Date: May 13
Location: Mishima Mansion
Dear Diary,
Hello again. I just came home from school and had nothing to do, so I decided to
write in here today. Sorry to say, this will be my last entry in my diary. Why?
Technology of course! Heihachi gave me a brand new laptop, so for now on,
I will record all of my diary entries in there. Plus, it is also harder for Miharu to
find or get into! For once I'll have my privacy! Oh, did I tell you? That day we
all went to the amusement park, I dropped my diary and Jin picked it up! It's
a good thing I have fast reflexes! He didn't even have time to notice what it was.
Thank goodness! Can you imagine how it would be if he found it? If he even read
a page or two? What about the page I scribbled in that said "Ling Kazama" all over
a page…Ahhh! That would be total chaos on my part! I'd probably be the laughing
stalk of the school if Jin were to find it, what's worse, Miharu, or even: HWOARANG!
All the letters I wrote and all the feelings I put down, all could be exposed in a matter
of minutes. That is why I HAVE to keep this private! I don't want ANYONE finding
out how I feel until I find out how I feel first. Still, even if I was sure that I was in love
with Jin, would I still tell him then? Nah. I'd be too afraid of rejection. I'm just not sure
Jin thinks of me that way. I'm pretty silly huh? One day I'm hoping Jin asks me out, the
next I'm deathly afraid of him. Sometimes I'm sure he loves me and I don't, the next
I'm not sure of my feelings for him or his towards mine. This is a strange thing for me.

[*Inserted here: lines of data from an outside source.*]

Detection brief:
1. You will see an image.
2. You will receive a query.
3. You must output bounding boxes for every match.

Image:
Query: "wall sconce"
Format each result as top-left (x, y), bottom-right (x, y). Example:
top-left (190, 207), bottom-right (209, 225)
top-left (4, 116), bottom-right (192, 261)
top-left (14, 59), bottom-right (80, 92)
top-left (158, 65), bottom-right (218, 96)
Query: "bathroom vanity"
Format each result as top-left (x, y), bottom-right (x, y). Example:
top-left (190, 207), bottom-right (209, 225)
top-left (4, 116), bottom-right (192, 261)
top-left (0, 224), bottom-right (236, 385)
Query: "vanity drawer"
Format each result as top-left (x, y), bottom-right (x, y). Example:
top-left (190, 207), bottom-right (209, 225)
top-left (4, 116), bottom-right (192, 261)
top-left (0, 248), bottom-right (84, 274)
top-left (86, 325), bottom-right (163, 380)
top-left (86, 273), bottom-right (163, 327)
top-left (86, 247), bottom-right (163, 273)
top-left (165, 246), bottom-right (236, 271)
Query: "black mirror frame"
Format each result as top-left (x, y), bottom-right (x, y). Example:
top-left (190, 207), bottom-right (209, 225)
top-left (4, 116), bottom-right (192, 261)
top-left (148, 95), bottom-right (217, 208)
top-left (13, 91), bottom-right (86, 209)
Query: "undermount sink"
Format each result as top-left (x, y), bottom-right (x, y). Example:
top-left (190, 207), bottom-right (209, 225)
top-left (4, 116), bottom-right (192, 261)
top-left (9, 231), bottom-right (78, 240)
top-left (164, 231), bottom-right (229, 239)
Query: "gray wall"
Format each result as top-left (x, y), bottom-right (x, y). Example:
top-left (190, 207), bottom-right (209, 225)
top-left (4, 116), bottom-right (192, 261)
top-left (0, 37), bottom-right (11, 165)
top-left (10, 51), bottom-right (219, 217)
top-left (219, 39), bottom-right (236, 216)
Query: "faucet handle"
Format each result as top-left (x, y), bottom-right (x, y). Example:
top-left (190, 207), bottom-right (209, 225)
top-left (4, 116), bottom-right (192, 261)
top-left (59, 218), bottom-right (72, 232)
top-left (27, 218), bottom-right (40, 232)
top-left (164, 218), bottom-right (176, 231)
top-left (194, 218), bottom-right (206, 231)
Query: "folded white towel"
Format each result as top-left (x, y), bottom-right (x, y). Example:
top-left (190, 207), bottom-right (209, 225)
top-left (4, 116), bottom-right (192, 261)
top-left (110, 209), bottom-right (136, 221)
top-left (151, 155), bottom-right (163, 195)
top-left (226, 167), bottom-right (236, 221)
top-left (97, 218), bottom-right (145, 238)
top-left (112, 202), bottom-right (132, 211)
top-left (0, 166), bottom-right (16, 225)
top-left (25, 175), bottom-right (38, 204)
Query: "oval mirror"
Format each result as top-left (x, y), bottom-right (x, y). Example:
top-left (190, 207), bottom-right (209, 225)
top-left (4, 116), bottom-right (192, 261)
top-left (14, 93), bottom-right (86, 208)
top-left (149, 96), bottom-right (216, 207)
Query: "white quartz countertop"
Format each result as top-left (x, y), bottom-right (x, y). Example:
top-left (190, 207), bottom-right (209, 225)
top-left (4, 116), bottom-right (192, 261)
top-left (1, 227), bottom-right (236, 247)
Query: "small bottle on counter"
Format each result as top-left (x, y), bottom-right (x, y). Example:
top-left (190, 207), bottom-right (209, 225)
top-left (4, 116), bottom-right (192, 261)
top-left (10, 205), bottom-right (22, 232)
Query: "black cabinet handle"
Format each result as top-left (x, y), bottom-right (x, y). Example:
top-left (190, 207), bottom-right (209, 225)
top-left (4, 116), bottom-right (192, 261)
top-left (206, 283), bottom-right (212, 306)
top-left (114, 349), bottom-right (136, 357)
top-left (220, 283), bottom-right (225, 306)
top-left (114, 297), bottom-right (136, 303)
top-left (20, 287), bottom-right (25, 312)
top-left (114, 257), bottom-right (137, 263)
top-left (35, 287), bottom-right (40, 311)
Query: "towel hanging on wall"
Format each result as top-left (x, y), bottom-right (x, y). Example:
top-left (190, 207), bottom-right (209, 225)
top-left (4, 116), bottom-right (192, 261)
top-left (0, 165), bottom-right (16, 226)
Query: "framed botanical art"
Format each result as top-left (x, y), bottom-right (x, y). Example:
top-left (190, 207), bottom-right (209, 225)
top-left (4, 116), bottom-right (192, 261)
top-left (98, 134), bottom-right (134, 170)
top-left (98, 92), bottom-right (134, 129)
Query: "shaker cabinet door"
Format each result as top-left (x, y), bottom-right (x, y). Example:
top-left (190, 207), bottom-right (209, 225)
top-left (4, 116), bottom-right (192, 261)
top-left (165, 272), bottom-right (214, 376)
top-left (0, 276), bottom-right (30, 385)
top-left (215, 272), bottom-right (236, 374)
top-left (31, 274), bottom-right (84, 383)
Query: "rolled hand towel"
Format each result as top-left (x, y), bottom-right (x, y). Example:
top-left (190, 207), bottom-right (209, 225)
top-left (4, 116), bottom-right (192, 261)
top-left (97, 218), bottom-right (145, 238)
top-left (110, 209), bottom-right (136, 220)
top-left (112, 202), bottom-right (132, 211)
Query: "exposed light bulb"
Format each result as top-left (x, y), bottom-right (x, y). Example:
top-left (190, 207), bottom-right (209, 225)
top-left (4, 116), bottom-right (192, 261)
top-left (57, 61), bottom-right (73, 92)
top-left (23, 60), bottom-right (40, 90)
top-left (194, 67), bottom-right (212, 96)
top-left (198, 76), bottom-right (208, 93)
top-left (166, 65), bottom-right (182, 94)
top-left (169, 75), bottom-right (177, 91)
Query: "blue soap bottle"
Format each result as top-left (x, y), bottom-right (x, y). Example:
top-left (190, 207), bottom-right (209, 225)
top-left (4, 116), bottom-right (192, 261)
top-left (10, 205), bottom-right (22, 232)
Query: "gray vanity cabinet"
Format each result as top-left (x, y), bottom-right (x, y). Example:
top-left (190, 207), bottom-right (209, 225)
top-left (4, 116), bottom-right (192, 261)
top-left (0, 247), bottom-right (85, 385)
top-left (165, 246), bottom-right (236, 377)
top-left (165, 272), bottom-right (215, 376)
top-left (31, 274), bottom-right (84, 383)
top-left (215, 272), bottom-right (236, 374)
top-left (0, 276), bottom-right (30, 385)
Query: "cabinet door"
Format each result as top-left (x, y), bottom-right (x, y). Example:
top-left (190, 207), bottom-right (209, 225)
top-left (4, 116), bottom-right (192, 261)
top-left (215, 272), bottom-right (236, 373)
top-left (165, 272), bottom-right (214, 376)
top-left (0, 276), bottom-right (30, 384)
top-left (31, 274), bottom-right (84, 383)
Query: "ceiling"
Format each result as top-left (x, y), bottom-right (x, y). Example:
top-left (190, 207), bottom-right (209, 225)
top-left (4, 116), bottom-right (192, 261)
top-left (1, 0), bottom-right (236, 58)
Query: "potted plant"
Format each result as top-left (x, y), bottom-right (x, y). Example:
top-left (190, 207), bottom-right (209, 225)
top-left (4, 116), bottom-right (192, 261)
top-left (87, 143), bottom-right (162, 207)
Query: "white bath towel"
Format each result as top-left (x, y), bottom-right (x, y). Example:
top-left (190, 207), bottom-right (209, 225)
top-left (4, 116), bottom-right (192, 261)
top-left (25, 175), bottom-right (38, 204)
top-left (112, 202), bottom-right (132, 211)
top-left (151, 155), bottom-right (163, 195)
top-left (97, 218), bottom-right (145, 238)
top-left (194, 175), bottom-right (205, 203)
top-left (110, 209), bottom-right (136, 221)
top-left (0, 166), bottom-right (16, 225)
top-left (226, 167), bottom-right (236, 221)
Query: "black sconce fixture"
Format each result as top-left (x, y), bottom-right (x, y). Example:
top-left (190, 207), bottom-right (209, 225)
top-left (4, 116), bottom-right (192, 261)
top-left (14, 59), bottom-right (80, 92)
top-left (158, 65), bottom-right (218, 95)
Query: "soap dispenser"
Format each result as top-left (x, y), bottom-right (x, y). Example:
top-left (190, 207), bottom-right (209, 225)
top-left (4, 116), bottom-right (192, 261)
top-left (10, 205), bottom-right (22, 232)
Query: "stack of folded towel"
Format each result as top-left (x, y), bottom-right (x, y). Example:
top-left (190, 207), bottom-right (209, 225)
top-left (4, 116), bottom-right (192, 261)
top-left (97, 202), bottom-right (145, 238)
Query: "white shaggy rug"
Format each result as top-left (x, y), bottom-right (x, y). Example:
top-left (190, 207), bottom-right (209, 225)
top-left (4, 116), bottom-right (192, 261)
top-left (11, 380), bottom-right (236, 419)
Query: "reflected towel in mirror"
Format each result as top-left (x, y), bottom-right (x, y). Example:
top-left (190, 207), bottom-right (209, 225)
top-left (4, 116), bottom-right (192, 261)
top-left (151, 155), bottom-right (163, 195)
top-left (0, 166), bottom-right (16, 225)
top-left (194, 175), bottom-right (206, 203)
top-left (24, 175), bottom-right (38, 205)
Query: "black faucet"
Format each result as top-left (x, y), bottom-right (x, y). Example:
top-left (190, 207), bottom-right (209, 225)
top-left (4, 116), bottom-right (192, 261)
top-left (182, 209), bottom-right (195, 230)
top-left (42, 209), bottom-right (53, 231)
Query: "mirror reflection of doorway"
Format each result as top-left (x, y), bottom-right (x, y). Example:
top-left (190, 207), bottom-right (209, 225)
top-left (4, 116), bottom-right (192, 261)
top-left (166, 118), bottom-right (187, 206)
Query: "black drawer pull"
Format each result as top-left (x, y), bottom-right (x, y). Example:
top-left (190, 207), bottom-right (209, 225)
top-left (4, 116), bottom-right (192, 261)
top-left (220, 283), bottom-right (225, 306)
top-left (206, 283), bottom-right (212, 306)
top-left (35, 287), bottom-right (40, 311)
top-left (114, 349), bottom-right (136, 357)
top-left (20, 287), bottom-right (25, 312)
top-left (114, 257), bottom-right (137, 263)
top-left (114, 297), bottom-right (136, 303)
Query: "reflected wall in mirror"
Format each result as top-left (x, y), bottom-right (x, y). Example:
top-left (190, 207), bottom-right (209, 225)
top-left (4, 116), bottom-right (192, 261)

I just wish I could tell someone how I feel every now and then. It would be nice to have
someone there to listen to my secrets to one day, and not utter a single syllable the next.
And that is why I have a diary. This is where I can express my thoughts and deepest feelings.
All the things that go wrong and things I would like to change, like how I feel. I just wish
I was sure of the way I felt every now and then. How do I feel now? To tell you the truth,
I miss him, a lot. Now I know he's just down stairs training, but some part of me cant stand
to be away from him. Some part of me wants to look into his beautiful eyes forever. Some
part of me wants to hold him in my arms and never let go…but then there are parts that say
to stay away. That I am only asking for heart break, or that he just would never understand,
he's not that type of guy…but then again I want to be with him. Because you see diary, some
part of me DOES love him, I only wish it was all of me. Because, I do, I know I do! I just
wish there was some way I could let him know….you see! There it is again! There's a little
voice inside of me saying " Don't go there Ling!" Then why do I still think about him this
way?! This part of me that hates, this part of me that loathes, that truly and honestly hates
Jin Kazama. It isn't a big part of me, but it is a strong one. It's what's keeping me from
getting closer to Jin. And I hate it! Why can't I break away from it? Why does it control
me so much? Why? I have to get the part of me that is pure to get stronger. Another good
vs. evil. Jin once told me that good will always triumph over evil because of love. So now
I say, part of me that loves, love him more.